I work a lot with Semantic systems - technologies that can make inferences based upon mountains of assertions, and that have featured extensively in TIA-type applications. Some of the technology is quite cool - there's been a fairly major advance in AI systems because of this, and such systems are also very useful for everything from Siri on the iPhone to advanced inferential search systems for Google and Microsoft.

However, what also emerged out of this was that the principle of Garbage In Garbage Out holds even more true for Semantics than it does elsewhere. For such a system to work, you need to make a lot of assertions about a lot of things, and to a certain extent you need to build those assertions as models with a number of underlying assumptions. The more accurate (and more timely) those assumptions, the higher the degree of probability that your inferences are correct, but getting accurate and timely assumptions in the first place is the problem. In other words, you can do TIA type analysis to determine the possible next moves of someone that you believe to be a terrorist in the first place, but if your initial assumptions are incorrect (a terrorist will be part of Al Quaida, therefore they will be Islamic and come from an Islamic country) then no amount of analysis is going to help. What's more, what TIA is looking for in general is a pattern, but anyone who's committed enough to be a terrorist will go out of their way not to establish a pattern in the first place. Being able to read "non-patterns" is an incredibly difficult task, because your false positives will be far, far higher than your hit rate.

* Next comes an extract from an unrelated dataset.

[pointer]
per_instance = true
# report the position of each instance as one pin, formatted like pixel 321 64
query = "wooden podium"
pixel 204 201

I take away from this that the long term investment has certainly improved the overall semantic field, but that was largely an accidental byproduct of attempting to solve a problem which never really needed a resolution, especially because the use of it successfully would also have raised some major ethical issues.

kenny blankenship

(15,689 posts)
2. Even so, don't expect to get your 4th Amendment rights back anytime soon
Sat Mar 17, 2012, 05:21 PM
Mar 2012

Also, the 5th Amendment ain't coming back either. Waterboarding isn't some pie in the sky technology and it doesn't cost the govt shit. Goon squad "talent" just gets cheaper as the economy worsens.